Diritto di moda

A Teheran e a Duesseldorf ci sono state sfilate di moda, ci informa repubblica.it. Nella colonnina di destra, quella a sfondo azzurro dedicata alle minchiate, compaiono subito le galleries fotografiche a confronto. Le modelle iraniane indossano vestiti castigatissimi, è un trionfo di veli, chador, tuniconi di regime. Le sofisticate donne iraniane che seguono l’alta moda, probabilmente, consultano Vogue o Elle di contrabbando per informarsi, non certo queste passerelle taleban. A Duesseldorf, invece, sfila la lingerie, indumenti intimi e costumi da bagno: la galleria tedesca mostra fotomodelle seminude, belle quanto inflazionate. Ma è noto il giochino: repubblica.it pubblica queste gallerie di foto per i visitatori maschietti che ci cliccano sopra per rubare un po’ di erotismo tra una mail del capo e una presentazione Power Point.
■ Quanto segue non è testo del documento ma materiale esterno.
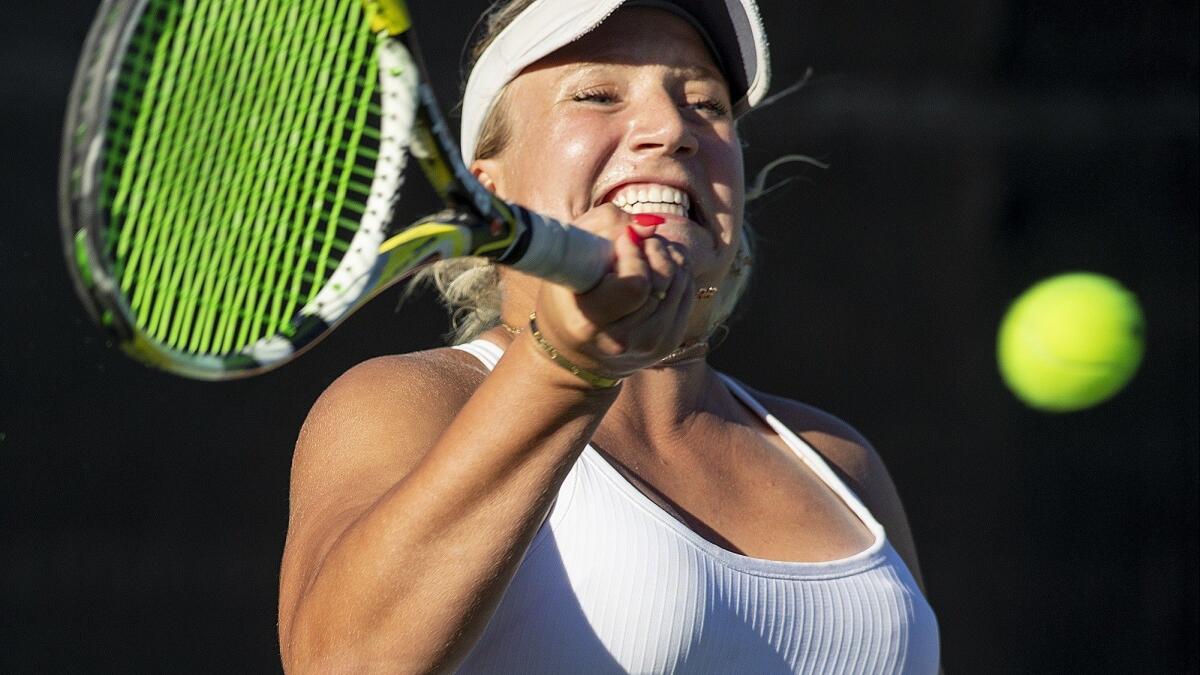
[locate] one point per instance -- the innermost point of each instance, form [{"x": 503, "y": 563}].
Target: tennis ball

Certo, per i voyeur il web offre ben altro: ma per l’erotismo interstiziale, di cui i corpi cavernosi nemmeno si accorgono, quel tipo di servizi fotografici su siti rispettabili come repubblica.it sono perfetti.

E poi, in questo confronto Iran-Resto del Mondo (a Duesseldorf sfilano 1780 aziende di 51 paesi), c’è anche la posta in gioco geopolitica: guardate com’è triste la moda iraniana, specchio di una società in clausura, e apprezzate le libertà occidentali. E forse è vero. Però, l’operazione riesce a metà. Intanto, perché di donne in bikini anche il maschio italiano è sazio, e l’occhio dell’impiegato davanti al monitor è irrimediabilmente semichiuso dal sonno, soprattutto dopo pranzo. Addirittura, finisce per intrigare di più lo sguardo severo ed esigente delle modelle iraniane, e persino così conciate mantengono un po’ del fascino dei sette veli sconosciuto alle top-model.

Infine, pure lo scontro tra civiltà non finisce in goleada per l’Occidente: saranno sicuramente costrette, limitate, umiliate quelle donne nascoste dalla Sharia. Ma chi può credere che donne in mutande, esibite con la scusa della moda per la gioia pigra dei pipparoli del terziario metropolitano, siano vessilli di libertà?